David Morrell chose THE SHOOTIST (1976), a tale of the passing of the Old West that is also John Wayne’s final film for this session of Western Night.
Wayne plays J. B. Books, an aging gunfighter in 1901. Told he has a cancer and with only a few weeks to live, he takes a room in a Carson City, Nevada, boarding house run by Bond Rogers (Lauren Bacall). He plans to stay there quietly to die.
But word spreads quickly about the dying shootist and soon he’s an object of avarice for some, scorn for others, and a few with a score to settle. They include the undertaker Beckum (John Carradine) who promises a free funeral, coffin, headstone and at least two mourners, but Books tells him he knows he’ll lay him out and let the public come by to gawk at him for fifty cents a head. City Marshal Thibido (Harry Morgan), glad to know Books is dying, tells him he’s outlived his time and “What I’ll do on your grave won’t pass for flowers.” Then there’s Mike Sweeney (Richard Boone) who wants to take vengeance on Brooks for killing his brother years ago, and gambler Jack Pulford (Hugh O’Brian) who’s certain he could outdraw Books in a gunfight.
The screenplay by Miles Swarthout and Scott Hale was based on the novel by Glendon Swarthout (Miles’s father). Don Siegal (DIRTY HARRY) directed. The film is both melancholy and eloquent. There are some flaws. There are also moments that break your heart, such as when Books greets Bond Rogers for what they both know will be the last time.
It’s reported that Wayne had script approval. One story goes that at the climactic showdown inside the Metropole saloon, Wayne objected to shooting one of the men in the back, telling Siegal that in all his years working in movies he had never shot anyone in the back.

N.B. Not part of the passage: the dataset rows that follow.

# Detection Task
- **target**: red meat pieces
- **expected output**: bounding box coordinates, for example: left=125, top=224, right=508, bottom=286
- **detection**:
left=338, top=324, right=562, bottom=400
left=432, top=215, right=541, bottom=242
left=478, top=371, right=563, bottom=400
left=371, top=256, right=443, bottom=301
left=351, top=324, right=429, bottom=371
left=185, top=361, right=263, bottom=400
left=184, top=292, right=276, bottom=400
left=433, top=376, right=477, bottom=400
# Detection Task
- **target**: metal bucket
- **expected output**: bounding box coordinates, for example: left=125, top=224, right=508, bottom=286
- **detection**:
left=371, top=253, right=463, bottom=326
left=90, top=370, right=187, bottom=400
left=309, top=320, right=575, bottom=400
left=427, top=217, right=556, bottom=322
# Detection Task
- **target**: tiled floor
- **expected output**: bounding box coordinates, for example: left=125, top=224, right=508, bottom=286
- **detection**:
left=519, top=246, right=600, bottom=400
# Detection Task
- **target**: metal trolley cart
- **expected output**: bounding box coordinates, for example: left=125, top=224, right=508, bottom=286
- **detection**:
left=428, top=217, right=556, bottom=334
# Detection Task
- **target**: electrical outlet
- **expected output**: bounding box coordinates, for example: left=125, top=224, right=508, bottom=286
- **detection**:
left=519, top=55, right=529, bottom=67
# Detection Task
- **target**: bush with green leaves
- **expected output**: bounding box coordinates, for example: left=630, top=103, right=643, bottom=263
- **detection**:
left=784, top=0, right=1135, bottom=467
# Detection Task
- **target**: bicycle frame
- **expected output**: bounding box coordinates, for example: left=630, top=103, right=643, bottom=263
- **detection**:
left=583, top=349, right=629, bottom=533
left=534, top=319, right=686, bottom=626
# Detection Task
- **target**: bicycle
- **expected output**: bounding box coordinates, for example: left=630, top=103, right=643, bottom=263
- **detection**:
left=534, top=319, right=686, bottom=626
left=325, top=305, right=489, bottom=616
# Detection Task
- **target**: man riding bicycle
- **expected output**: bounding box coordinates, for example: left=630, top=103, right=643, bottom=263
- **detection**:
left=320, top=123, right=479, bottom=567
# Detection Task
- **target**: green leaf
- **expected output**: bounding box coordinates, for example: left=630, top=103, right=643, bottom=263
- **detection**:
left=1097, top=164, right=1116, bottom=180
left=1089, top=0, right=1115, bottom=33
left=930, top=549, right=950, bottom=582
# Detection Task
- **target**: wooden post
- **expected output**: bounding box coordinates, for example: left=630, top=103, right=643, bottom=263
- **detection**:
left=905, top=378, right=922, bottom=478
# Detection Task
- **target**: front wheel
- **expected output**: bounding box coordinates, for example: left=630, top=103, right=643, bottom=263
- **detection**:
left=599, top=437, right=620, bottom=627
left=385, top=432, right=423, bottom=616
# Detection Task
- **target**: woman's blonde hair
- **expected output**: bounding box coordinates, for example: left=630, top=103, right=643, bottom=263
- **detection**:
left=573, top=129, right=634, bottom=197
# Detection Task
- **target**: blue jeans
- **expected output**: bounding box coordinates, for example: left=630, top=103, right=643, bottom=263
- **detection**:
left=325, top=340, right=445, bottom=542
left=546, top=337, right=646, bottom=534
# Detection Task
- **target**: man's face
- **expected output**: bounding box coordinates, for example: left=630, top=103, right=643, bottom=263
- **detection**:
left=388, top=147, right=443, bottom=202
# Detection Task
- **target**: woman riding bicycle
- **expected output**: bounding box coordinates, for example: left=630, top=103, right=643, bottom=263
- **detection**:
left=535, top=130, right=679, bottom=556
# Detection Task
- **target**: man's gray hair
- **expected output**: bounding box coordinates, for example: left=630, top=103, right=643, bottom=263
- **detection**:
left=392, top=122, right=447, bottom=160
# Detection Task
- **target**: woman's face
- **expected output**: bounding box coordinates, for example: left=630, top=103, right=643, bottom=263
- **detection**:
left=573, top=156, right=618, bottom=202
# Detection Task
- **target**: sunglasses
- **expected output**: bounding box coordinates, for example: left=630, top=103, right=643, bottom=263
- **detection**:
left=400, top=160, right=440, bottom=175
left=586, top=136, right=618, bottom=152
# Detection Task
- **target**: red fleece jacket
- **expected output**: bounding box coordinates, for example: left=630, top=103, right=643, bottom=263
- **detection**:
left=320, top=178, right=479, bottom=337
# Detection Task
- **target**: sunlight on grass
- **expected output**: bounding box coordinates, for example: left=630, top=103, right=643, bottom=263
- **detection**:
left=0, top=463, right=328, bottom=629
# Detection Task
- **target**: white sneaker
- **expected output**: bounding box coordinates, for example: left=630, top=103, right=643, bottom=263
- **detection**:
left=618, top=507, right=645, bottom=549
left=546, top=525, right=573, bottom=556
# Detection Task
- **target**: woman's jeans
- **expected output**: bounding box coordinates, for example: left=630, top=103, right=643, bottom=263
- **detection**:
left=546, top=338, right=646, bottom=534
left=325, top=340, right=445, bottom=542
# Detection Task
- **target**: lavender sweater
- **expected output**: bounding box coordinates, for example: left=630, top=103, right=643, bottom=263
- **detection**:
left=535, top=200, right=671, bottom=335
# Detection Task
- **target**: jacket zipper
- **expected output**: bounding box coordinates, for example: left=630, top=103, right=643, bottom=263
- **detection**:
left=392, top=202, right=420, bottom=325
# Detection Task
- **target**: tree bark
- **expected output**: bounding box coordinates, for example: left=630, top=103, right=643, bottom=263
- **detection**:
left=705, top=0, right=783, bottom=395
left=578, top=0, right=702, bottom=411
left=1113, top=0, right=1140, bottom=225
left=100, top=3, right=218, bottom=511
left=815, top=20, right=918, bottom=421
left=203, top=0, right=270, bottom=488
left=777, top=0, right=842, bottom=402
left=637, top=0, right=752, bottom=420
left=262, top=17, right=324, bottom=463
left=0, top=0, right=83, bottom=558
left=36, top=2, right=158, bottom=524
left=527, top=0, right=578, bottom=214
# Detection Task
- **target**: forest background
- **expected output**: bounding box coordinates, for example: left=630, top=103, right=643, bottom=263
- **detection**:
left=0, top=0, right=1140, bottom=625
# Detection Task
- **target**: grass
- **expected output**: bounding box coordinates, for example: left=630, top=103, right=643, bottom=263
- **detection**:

The script was changed. (Wayne did shoot a bad guy named Futterman in the back twenty years earlier in THE SEARCHERS.)
With a running time of I hour and 39 minutes, THE SHOOTIST is available on Blu-ray, DVD, and for rent on Amazon Prime.
Along with David, award-winning author and New York Times best-selling author of FIRST BLOOD that introduced the character Rambo, our group includes Johnny D. Boggs, record nine-time Spur Award-winning author and Owen Wister Award winner whose work includes his latest BLOODY NEWTON, Kirk Ellis, Emmy-winning screenwriter and producer and also author of the book RIDE LONESOME about the production, themes and historical relevance of the classic Ranown Western films starring Randolph Scott and directed by Budd Boetticher, Kirk’s wife, Sheila, and Robert Nott, award-winning journalist and author of several books on Western films, including THE FILMS OF BUDD BOETTICHER.